Ритмичное лязганье по карнизу балкона навевало мне очень сложные и непокорные мысли. Все почему-то смешалось в кучу, эмоции вскакивали и лезли друг на друга, как перепуганное зверье в клетке, втискивались в общую цепочку размышлений и рвали ее сразу в нескольких местах.
Домой я прибежала мокрая, взволнованная, измученная. Вымылась под горячим душем и упала мертвым грузом на диван, поджимаясь и плотно кутаясь в плед. С трудом нашла силы, чтобы допить горячий терпкий чай, который заварила в три раза крепче, чем обычно.
Одиночество…
Я обожала до умопомрачения свое независимое, бесшабашное одиночество.
Ныряла в него, как в парное молоко, или, как в теплый воздушный поток, парила свободной ласточкой, радуясь и дурачась на лету…
Если хотите – назовите меня эгоисткой.
Назовите еще хуже – зацикленной эгоисткой.
Но в том одиночестве не было ничего и никого, в том числе – меня самой.
Кроме длинных часов переводов, я много времени посвящала чтению. Вдохновлено сливалась с другими жизнями, эпохами; отдавала всю себя общению с совершенно необыкновенными людьми – из давно минувших лет. Мы мило беседовали с ними, делились опытом, впечатлениями, советами, вместе плакали и смеялись.
Мне нравилось проживать чью-то жизнь – на выбор.
Главное, чтобы это не была Анна Гром.
Общение с людьми я заменила на дружбу с книжными персонажами.
Скажете: променяла живых людей на иллюзии?
Именно так, дамы и господа!
Но среди живых существ в тот момент – не нашлось бы им равных, поверьте.
Фальшивые маски сострадания, вгоняющие только глубже в унылость, бестолковые, бесплодные советы, лицемерное попечительство в угоду собственного самолюбия; хула светлым надеждам и зеленый свет беспринципности.

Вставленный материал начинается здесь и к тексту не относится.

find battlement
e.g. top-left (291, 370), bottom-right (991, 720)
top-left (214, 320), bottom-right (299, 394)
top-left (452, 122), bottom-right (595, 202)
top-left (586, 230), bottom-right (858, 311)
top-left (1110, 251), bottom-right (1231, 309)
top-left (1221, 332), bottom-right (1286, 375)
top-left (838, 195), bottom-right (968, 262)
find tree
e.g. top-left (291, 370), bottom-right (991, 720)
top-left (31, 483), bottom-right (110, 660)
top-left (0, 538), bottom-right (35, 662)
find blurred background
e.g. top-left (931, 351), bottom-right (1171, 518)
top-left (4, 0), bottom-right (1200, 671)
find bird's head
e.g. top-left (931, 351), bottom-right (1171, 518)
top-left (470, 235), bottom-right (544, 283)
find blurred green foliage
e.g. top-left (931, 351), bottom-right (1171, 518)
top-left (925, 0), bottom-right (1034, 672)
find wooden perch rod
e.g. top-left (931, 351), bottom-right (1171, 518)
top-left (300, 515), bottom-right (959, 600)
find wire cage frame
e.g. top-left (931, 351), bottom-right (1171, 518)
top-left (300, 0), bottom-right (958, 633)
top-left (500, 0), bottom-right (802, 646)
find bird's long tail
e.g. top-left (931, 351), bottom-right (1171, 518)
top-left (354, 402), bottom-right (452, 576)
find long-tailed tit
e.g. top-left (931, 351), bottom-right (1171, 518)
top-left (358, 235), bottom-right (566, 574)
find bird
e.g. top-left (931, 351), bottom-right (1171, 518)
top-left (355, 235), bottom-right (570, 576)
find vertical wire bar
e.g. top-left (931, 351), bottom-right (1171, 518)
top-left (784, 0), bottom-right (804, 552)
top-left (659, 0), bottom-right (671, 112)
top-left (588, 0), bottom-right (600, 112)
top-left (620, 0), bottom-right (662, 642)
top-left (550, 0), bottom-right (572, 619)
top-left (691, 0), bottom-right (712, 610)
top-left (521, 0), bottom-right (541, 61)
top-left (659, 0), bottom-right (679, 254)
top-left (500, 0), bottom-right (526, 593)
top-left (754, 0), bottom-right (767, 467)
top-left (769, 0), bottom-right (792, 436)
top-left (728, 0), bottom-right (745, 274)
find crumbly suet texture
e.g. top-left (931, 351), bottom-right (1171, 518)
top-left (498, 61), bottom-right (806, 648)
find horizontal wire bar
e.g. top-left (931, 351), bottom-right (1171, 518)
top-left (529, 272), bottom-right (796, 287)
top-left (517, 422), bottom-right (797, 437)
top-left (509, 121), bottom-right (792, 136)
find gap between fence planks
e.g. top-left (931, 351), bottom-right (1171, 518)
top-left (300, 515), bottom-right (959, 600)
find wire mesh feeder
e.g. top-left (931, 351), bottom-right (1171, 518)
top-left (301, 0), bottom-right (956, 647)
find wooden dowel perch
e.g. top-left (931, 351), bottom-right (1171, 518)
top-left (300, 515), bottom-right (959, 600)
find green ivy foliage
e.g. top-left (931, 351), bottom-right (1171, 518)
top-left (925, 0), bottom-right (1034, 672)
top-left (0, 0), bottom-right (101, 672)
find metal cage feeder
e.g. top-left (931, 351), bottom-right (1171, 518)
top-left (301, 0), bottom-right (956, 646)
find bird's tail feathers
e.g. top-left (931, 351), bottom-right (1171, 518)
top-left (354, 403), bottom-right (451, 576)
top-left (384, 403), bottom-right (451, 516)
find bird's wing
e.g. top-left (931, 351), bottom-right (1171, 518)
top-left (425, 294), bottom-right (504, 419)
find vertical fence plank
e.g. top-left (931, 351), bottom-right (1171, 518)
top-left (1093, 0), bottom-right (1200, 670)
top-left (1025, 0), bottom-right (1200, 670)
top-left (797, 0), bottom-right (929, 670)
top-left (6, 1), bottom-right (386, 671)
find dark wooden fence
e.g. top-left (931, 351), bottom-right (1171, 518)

Все это подвластно только живому, изменчивому уму, состоящему в плену надуманных, искаженных идеалов, влекущих нередко к краху совести и души…
И совсем иная ценность скрывается в старых пыльных томах.
Откровенность!
Горе, трижды горе тому, кто не увидел в книге ее животворящую, тонкую, многогранную душу!
Всю силу ее бескорыстия, искренности, понимания!